To set up a conda environment, please follow these steps:
conda env create -f environment.yaml -n lmeraser
conda activate lmeraser
The structure of the repository is as follows:
.
├── arguments.py
├── data_utils
│ ├── datasets
│ │ ├── cifar
│ │ │ └── dataset.py
│ │ ├── gtsrb
│ │ │ └── dataset.py
│ │ ├── __init__.py
│ │ └── svhn
│ │ └── dataset.py
│ ├── loader.py
│ └── transforms.py
├── environment.yaml
├── eraser
│ ├── eraser.py
│ └── main.py
├── launch.py
├── LICENSE
├── models
│ ├── backbones
│ │ ├── backbone_swin.py
│ │ ├── backbone_vit.py
│ │ └── __init__.py
│ ├── builder.py
│ ├── checkpoints
│ │ ├── swin_base_patch4_window7_224_22k.pth
│ │ └── vit_base_p16_224_in22k.pth
│ ├── model_zoo
│ │ ├── __init__.py
│ │ ├── swin.py
│ │ └── vit.py
│ └── prompters.py
├── README.md
├── scripts
│ ├── run_distributed_gpu.sh
│ ├── run_one_gpu.sh
│ └── run_sbatch.sh
└── utils
├── distributed.py
├── file_io.py
├── logging.py
├── lr.py
└── seed.py
Datasets are sourced from torchvision and downloaded automatically. For more details, please refer to torchvision datasets. The custom datasets directory can be set using --base_dir
when running the code.
The pre-trained vision models used can be downloaded from the provided links and should be placed in models/checkpoints/
.
Backbone | Pre-trained Objective | Pre-trained Dataset | Download Link | md5sum |
---|---|---|---|---|
ViT-B/16 | Supervised | ImageNet-22k | Download | - |
Swin-B | Supervised | ImageNet-22k | Download | bf9cc1 |
Three scripts are provided for training on a single GPU, multiple GPUs, and a Slurm cluster, respectively.
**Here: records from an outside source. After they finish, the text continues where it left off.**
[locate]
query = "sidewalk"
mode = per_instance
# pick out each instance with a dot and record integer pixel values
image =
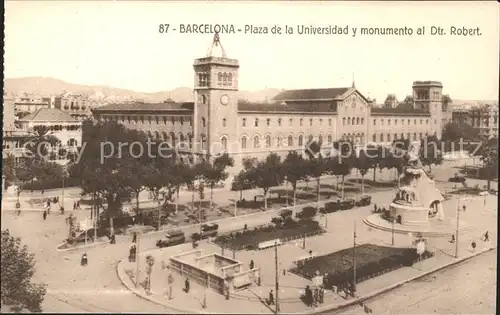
(192, 302)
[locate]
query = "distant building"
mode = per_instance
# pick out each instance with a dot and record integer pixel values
(59, 124)
(76, 105)
(217, 122)
(483, 118)
(29, 104)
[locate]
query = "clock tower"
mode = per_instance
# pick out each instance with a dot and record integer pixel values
(215, 102)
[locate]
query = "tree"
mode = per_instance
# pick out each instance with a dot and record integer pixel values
(9, 167)
(108, 163)
(18, 267)
(429, 151)
(489, 156)
(215, 172)
(266, 174)
(363, 164)
(294, 168)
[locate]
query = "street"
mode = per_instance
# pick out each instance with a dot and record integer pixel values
(467, 288)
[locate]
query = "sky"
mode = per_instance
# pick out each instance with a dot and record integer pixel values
(119, 44)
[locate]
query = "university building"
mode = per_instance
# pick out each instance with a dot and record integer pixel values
(217, 121)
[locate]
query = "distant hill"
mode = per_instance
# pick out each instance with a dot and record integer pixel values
(44, 86)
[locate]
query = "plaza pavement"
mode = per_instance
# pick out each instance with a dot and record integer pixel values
(340, 230)
(97, 288)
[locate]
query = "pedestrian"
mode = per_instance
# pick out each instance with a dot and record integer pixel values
(186, 285)
(321, 295)
(271, 298)
(84, 260)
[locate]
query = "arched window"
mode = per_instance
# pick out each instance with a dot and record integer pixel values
(243, 142)
(224, 143)
(256, 142)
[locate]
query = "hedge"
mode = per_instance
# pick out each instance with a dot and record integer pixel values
(51, 184)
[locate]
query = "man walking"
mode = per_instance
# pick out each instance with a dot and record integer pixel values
(271, 297)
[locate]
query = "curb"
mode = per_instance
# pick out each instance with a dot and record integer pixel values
(393, 286)
(78, 247)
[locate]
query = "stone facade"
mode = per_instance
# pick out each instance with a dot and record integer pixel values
(218, 122)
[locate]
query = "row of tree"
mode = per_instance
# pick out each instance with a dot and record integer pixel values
(117, 164)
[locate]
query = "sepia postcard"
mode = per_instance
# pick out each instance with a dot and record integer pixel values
(194, 157)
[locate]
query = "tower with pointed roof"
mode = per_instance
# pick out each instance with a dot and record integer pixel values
(215, 102)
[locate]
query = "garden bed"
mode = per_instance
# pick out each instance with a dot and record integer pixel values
(250, 239)
(371, 261)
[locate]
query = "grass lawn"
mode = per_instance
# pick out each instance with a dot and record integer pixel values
(340, 262)
(251, 238)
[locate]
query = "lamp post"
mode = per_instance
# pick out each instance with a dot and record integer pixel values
(354, 261)
(137, 260)
(393, 231)
(277, 310)
(61, 206)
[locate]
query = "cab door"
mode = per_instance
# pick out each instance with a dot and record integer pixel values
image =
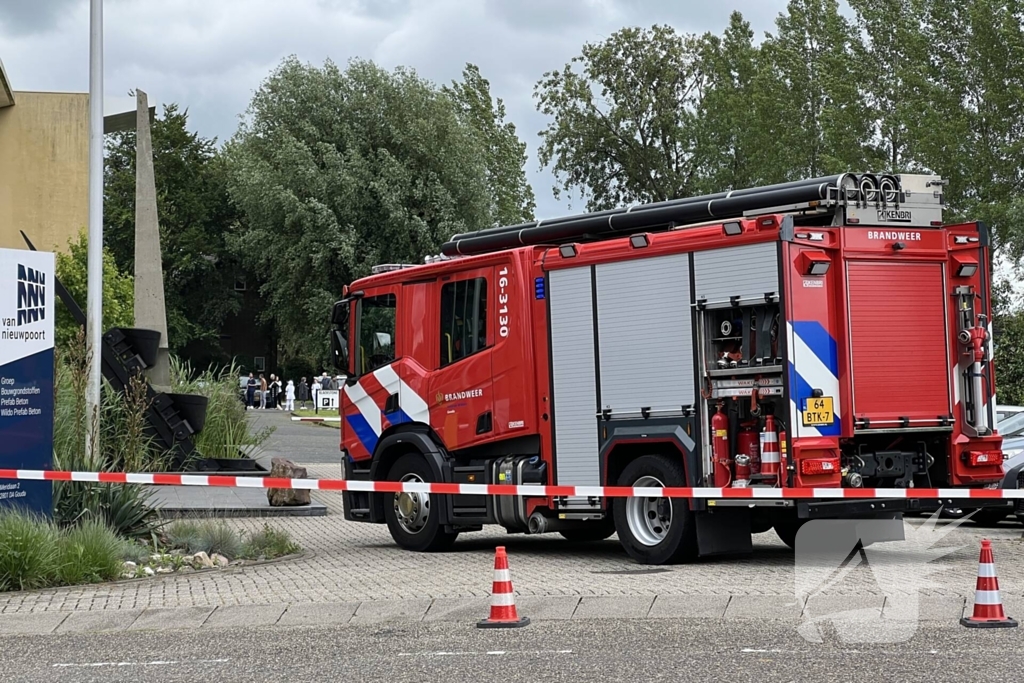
(369, 397)
(461, 391)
These scripts are located in scripts/
.
Key arguments are listed in arguments.py
. The default settings are configured for training on CIFAR-100 with a ViT-22k backbone.
--erasing_method
: Select the erasing method (e.g.,lmeraser
,random_part_tuning
).--base_dir
: Directory to store datasets.--test_dataset
: Dataset for training.--pretrained_model
: Pre-trained model to use.--one_prompt
: Use one or multiple prompts (default:False
).--num_gpus
: Number of GPUs to use.--batch_size
: Total batch size.--num_epochs
: Number of training epochs.--lr
: Learning rate.--distance_threshold
: Distance threshold for clustering.
This repository is partially based on VP, VPT, and DAM-VP. We thank the authors for their impressive works!
This code is released under the MIT License (see LICENSE file for details).